Ülkenizin onaylayarak sorumluluk altına girdiği BM Sözleşmesi hükmü gayet açıktır. Siyasi mahpusların siyasi fiilleri nedeni ile olağanüstü yetkilerle donatılmış merciler tarafından hiçbir şekilde ve hiçbir koşulda ölüm cezası verilemez. Böyle bir ceza kesinlikle infaz edilemez. Bu cezanın kaldırılmaması yada infaz edilmesi doğrudan doğruya sizlerin hukuki ve cezai sorumluluğunu doğuran ağır bir fiil olacaktır. Bu nedenlerden ötürü verilmiş olan ölüm cezalarının kaldırılmasını ve hiçbir şekilde infaz edilmemesini talep etmekteyiz.

Biz insan hakları savunucuları tüm dünyada ölüm cezasının kaldırılması için mücadele etmekteyiz.
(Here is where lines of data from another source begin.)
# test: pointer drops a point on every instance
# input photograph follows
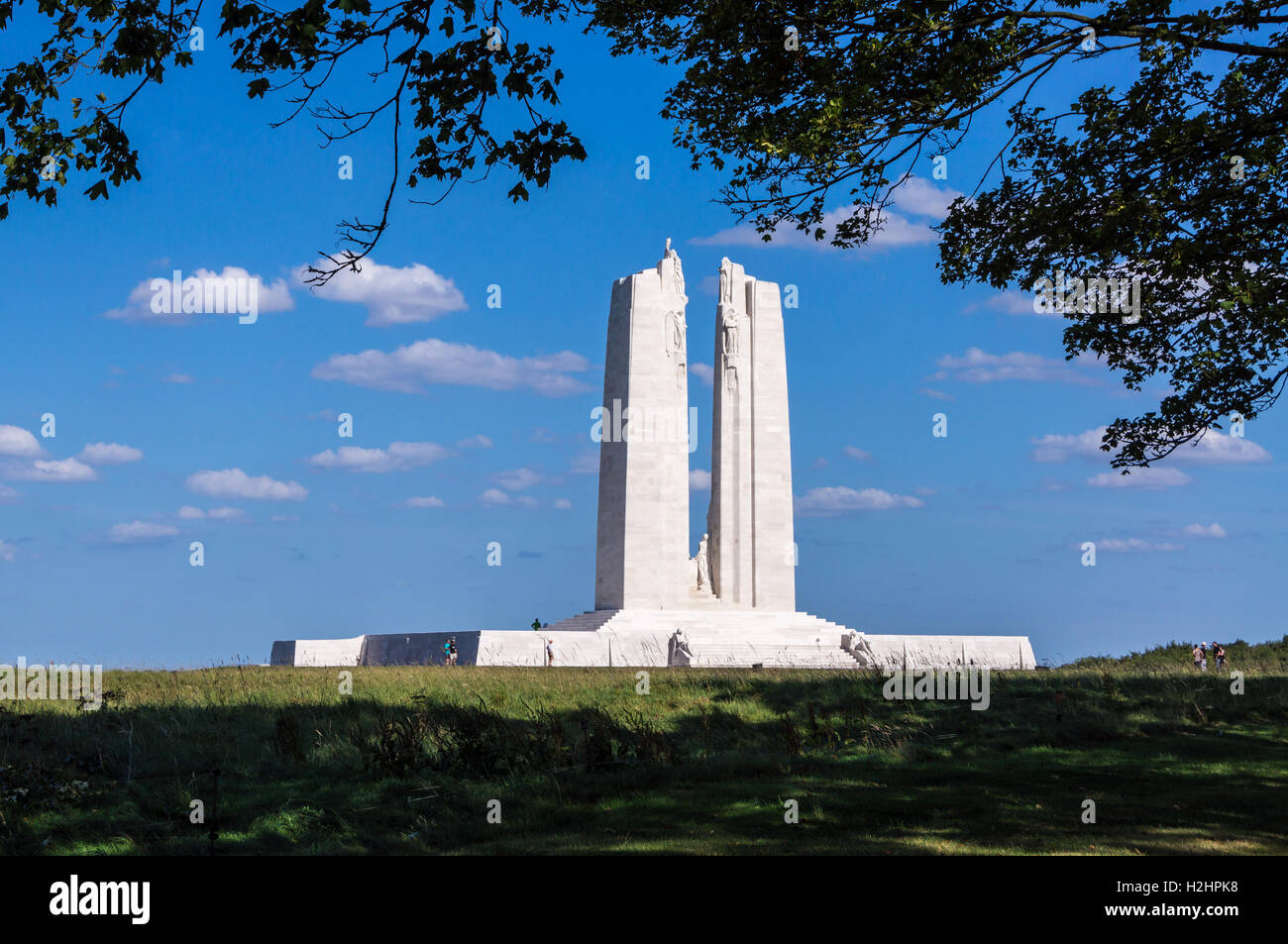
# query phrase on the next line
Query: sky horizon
(472, 421)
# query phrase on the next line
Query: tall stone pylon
(751, 549)
(642, 552)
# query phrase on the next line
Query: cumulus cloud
(110, 454)
(1010, 303)
(397, 458)
(1151, 478)
(391, 295)
(141, 533)
(14, 441)
(52, 471)
(494, 496)
(1203, 530)
(1218, 447)
(936, 394)
(838, 498)
(1134, 545)
(222, 514)
(1215, 447)
(233, 483)
(516, 479)
(211, 290)
(978, 366)
(411, 367)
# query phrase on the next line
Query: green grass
(704, 763)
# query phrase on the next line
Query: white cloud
(274, 296)
(141, 532)
(516, 479)
(703, 372)
(1218, 447)
(14, 441)
(233, 483)
(1214, 449)
(494, 496)
(936, 394)
(110, 454)
(1205, 530)
(52, 471)
(1010, 303)
(397, 458)
(227, 514)
(1150, 478)
(411, 367)
(1060, 449)
(222, 514)
(980, 367)
(1134, 545)
(391, 295)
(837, 498)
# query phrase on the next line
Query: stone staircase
(717, 636)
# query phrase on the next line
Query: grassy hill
(706, 762)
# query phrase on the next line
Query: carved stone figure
(729, 326)
(703, 565)
(678, 651)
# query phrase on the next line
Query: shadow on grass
(708, 763)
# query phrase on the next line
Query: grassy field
(704, 763)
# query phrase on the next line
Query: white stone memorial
(734, 601)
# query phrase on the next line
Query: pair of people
(1201, 652)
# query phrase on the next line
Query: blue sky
(898, 531)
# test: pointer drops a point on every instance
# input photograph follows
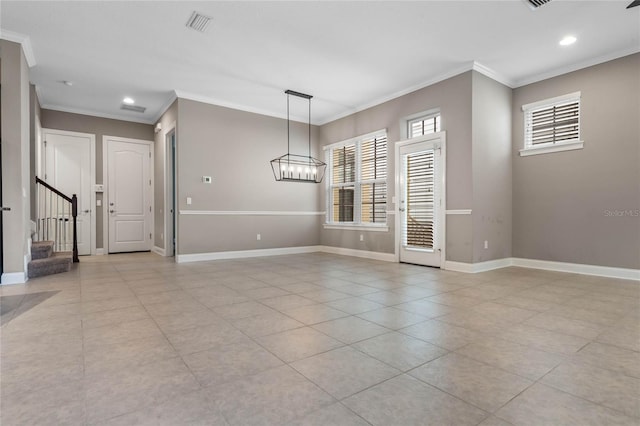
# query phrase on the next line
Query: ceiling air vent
(134, 108)
(198, 22)
(534, 4)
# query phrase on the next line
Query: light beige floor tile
(131, 389)
(613, 358)
(119, 333)
(445, 335)
(290, 301)
(542, 405)
(206, 337)
(230, 362)
(404, 401)
(273, 397)
(298, 343)
(479, 384)
(263, 325)
(105, 359)
(114, 316)
(427, 308)
(355, 305)
(350, 329)
(604, 387)
(189, 409)
(313, 314)
(569, 326)
(332, 415)
(243, 310)
(544, 339)
(344, 371)
(400, 351)
(392, 318)
(627, 338)
(188, 319)
(59, 404)
(512, 357)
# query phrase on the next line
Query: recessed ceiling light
(568, 40)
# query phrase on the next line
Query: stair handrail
(74, 213)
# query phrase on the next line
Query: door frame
(105, 181)
(170, 188)
(442, 217)
(41, 160)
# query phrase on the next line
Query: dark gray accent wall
(582, 206)
(100, 127)
(453, 97)
(235, 147)
(491, 103)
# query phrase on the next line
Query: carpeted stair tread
(57, 263)
(41, 250)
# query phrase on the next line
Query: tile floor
(317, 339)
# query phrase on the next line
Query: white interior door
(129, 196)
(420, 195)
(68, 167)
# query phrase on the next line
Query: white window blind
(423, 125)
(358, 184)
(554, 121)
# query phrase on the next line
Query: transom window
(357, 187)
(552, 125)
(423, 125)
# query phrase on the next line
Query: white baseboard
(159, 250)
(388, 257)
(547, 265)
(240, 254)
(474, 268)
(9, 278)
(578, 268)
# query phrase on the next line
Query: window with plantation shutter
(358, 184)
(552, 125)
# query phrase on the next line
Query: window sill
(356, 227)
(552, 148)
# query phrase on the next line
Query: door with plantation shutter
(420, 201)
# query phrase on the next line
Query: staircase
(44, 261)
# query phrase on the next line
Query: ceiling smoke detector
(534, 4)
(134, 108)
(198, 22)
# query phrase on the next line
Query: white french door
(129, 195)
(421, 199)
(68, 166)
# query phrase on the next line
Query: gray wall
(453, 97)
(491, 169)
(167, 121)
(235, 147)
(100, 127)
(14, 78)
(560, 200)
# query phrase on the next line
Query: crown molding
(24, 41)
(577, 66)
(81, 111)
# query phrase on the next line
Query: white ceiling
(348, 55)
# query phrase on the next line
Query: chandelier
(298, 168)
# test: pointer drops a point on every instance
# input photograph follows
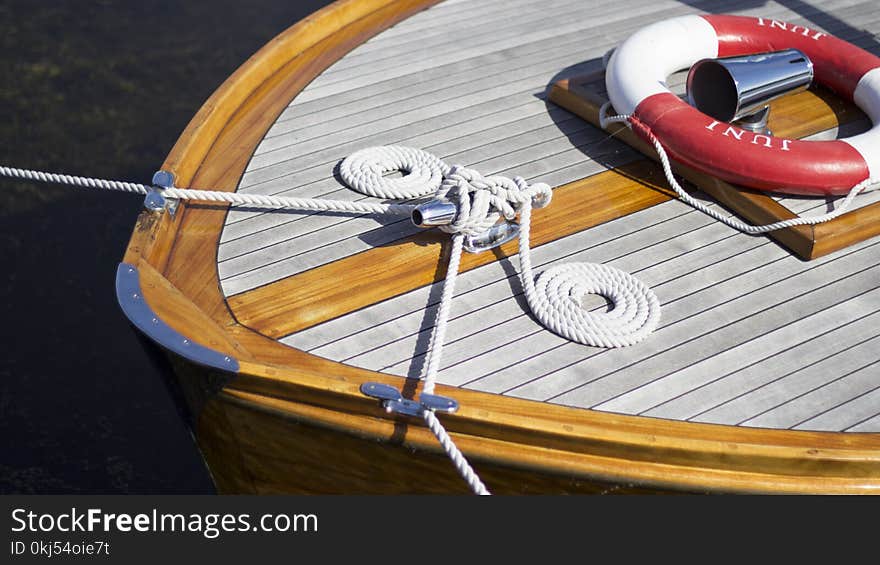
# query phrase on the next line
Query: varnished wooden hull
(289, 421)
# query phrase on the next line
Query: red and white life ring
(636, 82)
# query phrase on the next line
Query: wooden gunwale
(213, 152)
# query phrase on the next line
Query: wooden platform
(741, 319)
(762, 376)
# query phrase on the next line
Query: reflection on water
(99, 89)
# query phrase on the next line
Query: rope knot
(482, 201)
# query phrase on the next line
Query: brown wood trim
(295, 384)
(794, 116)
(677, 466)
(311, 297)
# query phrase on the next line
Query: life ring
(636, 81)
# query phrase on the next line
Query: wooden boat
(761, 378)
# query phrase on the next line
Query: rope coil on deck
(556, 296)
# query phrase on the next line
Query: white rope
(731, 221)
(278, 202)
(555, 297)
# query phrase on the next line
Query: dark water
(98, 88)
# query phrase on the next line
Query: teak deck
(749, 383)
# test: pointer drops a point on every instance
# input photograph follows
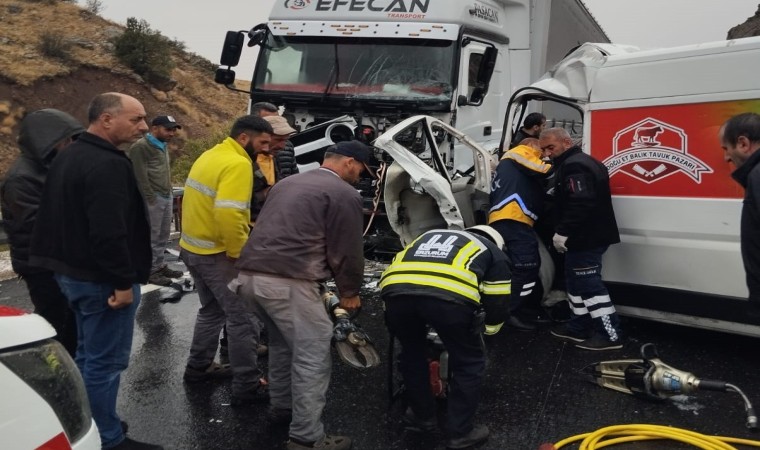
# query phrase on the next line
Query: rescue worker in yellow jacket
(458, 283)
(215, 226)
(517, 198)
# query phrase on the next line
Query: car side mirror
(233, 47)
(225, 77)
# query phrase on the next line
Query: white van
(44, 402)
(652, 117)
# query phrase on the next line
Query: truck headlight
(48, 369)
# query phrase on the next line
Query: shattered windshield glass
(371, 68)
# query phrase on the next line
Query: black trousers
(408, 317)
(50, 303)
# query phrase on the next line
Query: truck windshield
(358, 68)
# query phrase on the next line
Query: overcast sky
(645, 23)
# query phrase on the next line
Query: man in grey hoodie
(42, 135)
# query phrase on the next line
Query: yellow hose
(618, 434)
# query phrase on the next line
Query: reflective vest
(517, 191)
(452, 265)
(216, 204)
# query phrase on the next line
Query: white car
(44, 402)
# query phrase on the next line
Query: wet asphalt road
(534, 392)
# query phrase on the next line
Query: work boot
(279, 416)
(170, 273)
(478, 435)
(159, 279)
(131, 444)
(327, 443)
(256, 396)
(413, 423)
(599, 342)
(213, 372)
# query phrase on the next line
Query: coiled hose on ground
(619, 434)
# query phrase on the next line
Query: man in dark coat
(42, 135)
(740, 139)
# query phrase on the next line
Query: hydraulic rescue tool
(652, 379)
(353, 344)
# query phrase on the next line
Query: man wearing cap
(309, 231)
(150, 160)
(265, 169)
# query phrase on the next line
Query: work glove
(559, 243)
(493, 329)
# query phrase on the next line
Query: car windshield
(357, 68)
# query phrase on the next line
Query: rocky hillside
(751, 27)
(29, 80)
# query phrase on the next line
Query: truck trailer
(351, 69)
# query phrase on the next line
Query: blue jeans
(104, 341)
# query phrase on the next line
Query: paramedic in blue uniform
(458, 283)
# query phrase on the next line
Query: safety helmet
(489, 233)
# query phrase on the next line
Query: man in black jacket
(740, 140)
(585, 228)
(42, 135)
(532, 126)
(92, 231)
(285, 157)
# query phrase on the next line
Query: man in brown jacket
(310, 230)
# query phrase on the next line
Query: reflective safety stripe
(200, 243)
(463, 275)
(514, 198)
(232, 204)
(462, 289)
(496, 288)
(200, 187)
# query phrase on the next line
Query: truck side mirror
(233, 47)
(224, 76)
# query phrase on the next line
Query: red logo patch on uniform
(650, 150)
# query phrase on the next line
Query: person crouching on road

Devletler ölüm cezası uygulayarak intikam alamazlar. Çağdaş ceza hukukunda ölüm cezasına yer yoktur. Dünyadaki örnekler göstermiştir ki ölüm cezası ile elde edilmek istenen hiçbir amaç gerçekleşmemiştir.

Bu mektubumla sizlere Türkiye’den seslenerek, Türkiye’de yaşanan gelişmeleri aktarmak ve Türkiye’deki insan hakları savunucularının Mısır’da sayın Mursi ve yüzlerce siyasi kişiye verilen ölüm cezası hakkındaki derin endişelerini ve üzüntülerini bildirmek istiyorum. Mısır’ın BM Kişisel ve Siyasal Haklar Uluslar arası Sözleşmesi’ne ek 6 nolu protokolünü onaylayarak ölüm cezasını mevzuatından çıkartmaya davet ediyorum. Bizler, ölüm cezasını uygulamanın ağır bir suç olduğunu düşünmekteyiz. Sizler bu suçu gerçekleştirmeyin.

İnsan hakları savunucuları dünyanın neresinde olursa olsun her zaman gerçekleri ifade ederler. Bu nedenle bu mektubum sizlere ağır gelmiş olabilir, ancak bu gerçekleri değiştirmemektedir. Sizleri insanlık vicdanında düşünmeye ve geri adım atmaya davet ediyorum.